From School Library Journal
Grade 6-9-In her pioneering village in rural New York, Hannah, 14, is feared to be a witch or sorceress because of her milk-colored eye. An outcast, she lives with her father on a remote farm on the outskirts of town. In his obsession to find the road to riches, he sells her off to two brothers as their servant girl and perhaps, in time, as a wife to one of them. Determined to find a way out of this "contract," Hannah befriends a mysterious stranger who lives in the woods and helps her run away. Despite being an apparent victim, Hannah is a character of undeniable strength and compassion. Frustrated that her father keeps bringing on mischief and affliction, she recognizes that he is "like a child sometimes, and [she] the mother taking care of him." She is indeed the constant that holds the homestead together until her world falls apart and her father acts out of desperation. This story is peppered with a unique blend of various genres and a clear foreshadowing of a plot shrouded in mystery. However, none of these elements is fully developed. The appeal of the book lies only in the sheer will and determination of the protagonist in the face of harsh realism.

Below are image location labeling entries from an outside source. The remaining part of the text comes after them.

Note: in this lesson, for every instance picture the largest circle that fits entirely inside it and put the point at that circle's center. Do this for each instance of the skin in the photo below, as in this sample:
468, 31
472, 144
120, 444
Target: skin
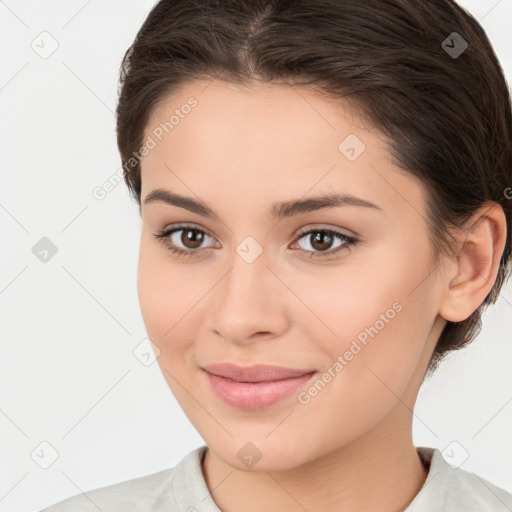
239, 151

Kimberly Monaghan, formerly at Vernon Area Public Library, ILCopyright 2003 Reed Business Information, Inc.
From Booklist
Gr. 9-12. Like Watts' first novel,
Stonecutter (2002), this moody, atmospheric story takes place in post-Revolutionary War Genesee Valley in upstate "York," and has a similar, suspenseful plot. To finance an ill-conceived treasure hunt, Hannah Renner's father, an alcoholic dreamer, sells her into service to the brutish Barrow brothers. Alone with the hulking angry men, deep in the woods, she secretly befriends another isolated youth, the gentle Brother Boy, an albino who lives in the wild. After Hannah learns that the eldest Barrow plans to marry her, the young friends run away, and a violent dramatic chase ensues. The happy ending is a bit too easily achieved, but it works well to highlight the vulnerability of youth; for although Hannah is a strong female character, with a clear sense of herself and her world, she is ultimately at the mercy of her father's choices, even as she recognizes that she is often more adult than he.